In the weeks following Mitt Romney's defeat there has been much ado about the importance, nay, the necessity of the Republican Party making inroads with the Hispanic vote by the time of the next election. With a rapid growth rate that will make them about 30% of the population by 2050, there is a certain amount of inevitability to Republican outreach to Hispanics. The effort would hardly be awkward—after all, it has been said enough that Hispanics "are natural conservatives because they're hard working, family-oriented, and religious." While your author has found this to be mostly true in his frequent personal dealings with Hispanics, it misses two other important traits of the Hispanic voter: a communitarian reflex and skepticism toward free market economics. As long as the Republican Party continues to be the party of free market individualism, even just rhetorically, its share of the Hispanic vote will never grow.

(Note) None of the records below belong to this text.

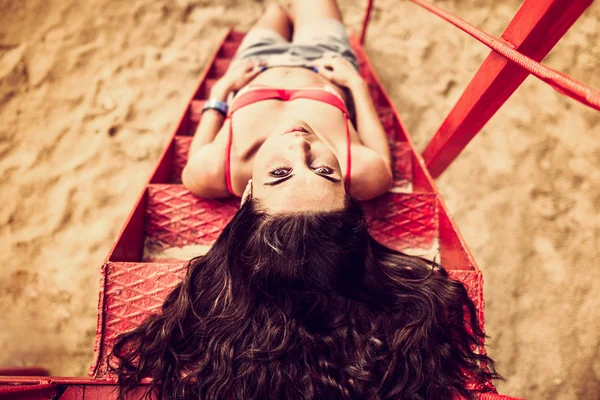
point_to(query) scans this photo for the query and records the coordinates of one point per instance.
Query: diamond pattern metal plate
(177, 218)
(402, 220)
(400, 151)
(132, 291)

Understanding the communitarian reflex among Hispanics requires an understanding of their cultural patrimony. Through the Spanish Empire, Latin America inherited a medieval, Catholic social structure; one marked not only by hierarchy but by a decentralized society thick with "intermediating bodies" such as the family unit, the parishes of the Church, the universities, the workingmen's guilds, the local authorities, etc. This is the sort of social vision the folks at ResPublica in the UK are working towards and to which traditionalist conservatives this side of the Atlantic are quite sympathetic to. In the United States, our culture (and therefore our politics) is marked by the cultural patrimony of Deist liberals and Calvinist work ethicists, combined with the Western pioneers and their "rugged individualism." This ethos has led to a neglect of the civil institutions, all the way down to the family unit itself, which is the last line of defense against government and market tyranny. An injection of communitarianism is what is needed and engaging Hispanics (otherwise eager in many cases to do as the Romans do and to assimilate to our Protestant-Individualist culture) in a fruitful way would be key to the success of such an effort.

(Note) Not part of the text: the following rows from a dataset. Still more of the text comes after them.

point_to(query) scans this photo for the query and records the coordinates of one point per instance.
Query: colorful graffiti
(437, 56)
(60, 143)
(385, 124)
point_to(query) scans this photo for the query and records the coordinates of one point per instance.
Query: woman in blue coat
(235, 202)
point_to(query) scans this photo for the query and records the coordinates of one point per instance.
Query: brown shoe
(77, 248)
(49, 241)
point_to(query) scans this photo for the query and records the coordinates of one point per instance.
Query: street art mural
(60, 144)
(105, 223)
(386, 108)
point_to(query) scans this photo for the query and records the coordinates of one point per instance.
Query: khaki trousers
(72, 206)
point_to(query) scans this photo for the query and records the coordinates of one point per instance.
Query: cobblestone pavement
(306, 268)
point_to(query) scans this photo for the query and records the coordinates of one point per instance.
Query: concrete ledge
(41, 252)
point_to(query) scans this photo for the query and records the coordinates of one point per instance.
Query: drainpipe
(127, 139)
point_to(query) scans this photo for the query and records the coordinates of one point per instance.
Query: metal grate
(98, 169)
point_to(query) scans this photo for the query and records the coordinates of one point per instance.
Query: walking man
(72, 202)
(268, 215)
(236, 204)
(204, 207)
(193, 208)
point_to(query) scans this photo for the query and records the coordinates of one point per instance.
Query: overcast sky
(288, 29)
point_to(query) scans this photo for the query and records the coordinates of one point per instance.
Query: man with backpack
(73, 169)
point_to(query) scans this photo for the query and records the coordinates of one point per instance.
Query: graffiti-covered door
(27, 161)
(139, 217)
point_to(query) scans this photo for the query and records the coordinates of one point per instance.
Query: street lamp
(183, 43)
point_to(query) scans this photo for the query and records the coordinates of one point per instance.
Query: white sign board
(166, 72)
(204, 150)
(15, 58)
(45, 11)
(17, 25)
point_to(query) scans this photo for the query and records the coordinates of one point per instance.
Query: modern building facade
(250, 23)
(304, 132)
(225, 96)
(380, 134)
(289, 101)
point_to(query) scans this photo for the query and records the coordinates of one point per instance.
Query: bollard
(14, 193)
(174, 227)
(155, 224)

The skepticism towards free market economics is easier to understand. After all, most Hispanics migrate to the U.S. for economic reasons. Mexicans in particular have the North American Free Trade Agreement and the neoliberal reforms that followed to blame for this decision. The actions of the International Monetary Fund and the World Bank can be credited for similarly motivating people from other parts of Latin America to look north for opportunity. Meanwhile our own workers find their jobs sent either south of the Rio Grande (to be worked with zero dignity in the maquilas) our to China or other places that do not afford their employees to work with the same dignity as we do. These white, blue collar workingmen were Nixon's Silent Majority. They were the Reagan Democrats. They were the Buchananites (to a smaller extent). And they were the men who sized up Mitt Romney the "vulture capitalist" in 2012 and did not vote for him. These are the beneficiaries of a communitarian politics that subordinates economics to the common good and, God willing, they will find that they are nearly the mirror image of the Hispanic migrant workers they are frequently pitted against.

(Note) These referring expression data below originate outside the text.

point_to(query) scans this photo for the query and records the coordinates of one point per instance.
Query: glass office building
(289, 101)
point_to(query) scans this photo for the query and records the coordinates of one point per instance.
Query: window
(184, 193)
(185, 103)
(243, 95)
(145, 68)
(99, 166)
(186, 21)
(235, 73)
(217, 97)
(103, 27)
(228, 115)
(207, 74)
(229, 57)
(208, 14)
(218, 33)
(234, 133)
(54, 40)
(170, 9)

Embracing immigration reform is a necessary but not sufficient condition for successful Republican outreach to Hispanics. It is necessary because many Hispanics view the desire to restrict immigration as a cultural hostility manifested into public policy. But it is not sufficient because Hispanics care about other issues just like everyone else; this is not a profound insight. A new civic conservatism that engages the communitarian instinct and orients the economy to serve families and local communities would not only save the Republican Party by appealing to a natural and promising constituency, it could—excuse the drama—very well save the country's soul.